How the big Utah storm stacked up to snowfall records

Wednesday marked one of the snowiest days in Salt Lake City history.

The snowstorm that rolled into Utah late Tuesday and lingered most of Wednesday made for the snowiest Feb. 22 on record in Salt Lake City, according to the National Weather Service.

From midnight on Tuesday until midnight on Wednesday, 11.5 inches fell — breaking the previous record of 9.9 inches set for the date on Feb. 22, 1994.

The snowfall total Wednesday also tied for eighth on the all-time list of snowiest days in Salt Lake City, according to snowfall records that date back to 1874.

The top dates include:

1. Nov. 24, 1908 • 14 inches.

2. Oct. 18, 1984 • 13.8 inches.

3. Jan. 25, 1996 • 13.4 inches.

4. Dec. 28, 1972 • 12.6 inches.

5. March 24, 1916 • 12 inches.

6. April 10, 1974 • 11.8 inches.

7. Feb. 17, 2021 • 11.7 inches.

8. (tie) Feb. 22, 2023, and March 22, 1964 • 11.5 inches.

The Wednesday snowfall total does not factor in snow that began falling in Salt Lake City on Tuesday evening.

That two-day snowfall total amounted to 17.3 inches, which ranks ninth on a list of all-time, two-day snowfall totals.

The top spot on that two-day list was 20.4 inches, set on Feb. 24-25, 1998.

(Francisco Kjolseth | The Salt Lake Tribune) Runners negotiate a snow-covered path along Interstate 80 in Salt Lake City on Wednesday, Feb. 22, 2023.

Other areas of the state received a lot more snow than Salt Lake City on Wednesday.

According to preliminary figures, those totals included: 21 inches in West Jordan; 20.5 inches in Midvale; 20 inches in South Jordan; 18.8 inches in Fort Union; 18 inches in Stansbury Park and West Jordan; 17.3 inches in Olympus Cove, 15 inches in Sandy and West Valley City; 14 inches in Cottonwood Heights, Park City and Riverton; and 12 inches in Provo and Spanish Fork.

[Read more: At Utah ski resorts, inches and snow reports don’t always add up]
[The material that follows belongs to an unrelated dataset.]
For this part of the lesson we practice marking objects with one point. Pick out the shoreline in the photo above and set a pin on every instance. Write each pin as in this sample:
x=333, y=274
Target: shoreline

According to National Weather Service records, Salt Lake City has recorded a total of 24 days with 10 or more inches of snow since 1874.

If you’re hoping for a quick end to winter, you probably don’t want to know that nine of those dates fell even later on the calendar — one in late February; six in March; and two in April. The latest was April 23, 1958, when 10.1 inches fell.

The latest spring snowstorm on record was June 6, 1914, though only 2 inches fell. The earliest fall snowstorm on record saw 2.2 inches on Sept. 17, 1965.

Though the recent storm brought a lot of snow, Salt Lake City has otherwise been relatively dry this month; with the exception of Tuesday and Wednesday, it saw just 3 inches of snow. Zero precipitation was recorded on Feb. 1-4, Feb. 7-17 and Feb. 20.

Forecast updates

(Francisco Kjolseth | The Salt Lake Tribune) Cars are entombed in snow at the park-and-ride lot at the base of Little Cottonwood Canyon on Wednesday, Feb. 22, 2023.

In Salt Lake City, there’s a 20% chance of a bit more snow on Friday morning and Saturday night, and a 50% chance on Sunday, when 1-2 inches may fall, according to the National Weather Service.

Other parts of the state will see more snowfall. A winter weather advisory remains in effect until 2 p.m. Friday for the Wasatch Mountains north of Interstate 80 — including the cities of Mantua and Logan Summit — where 8-14 inches are expected, with even more in some areas.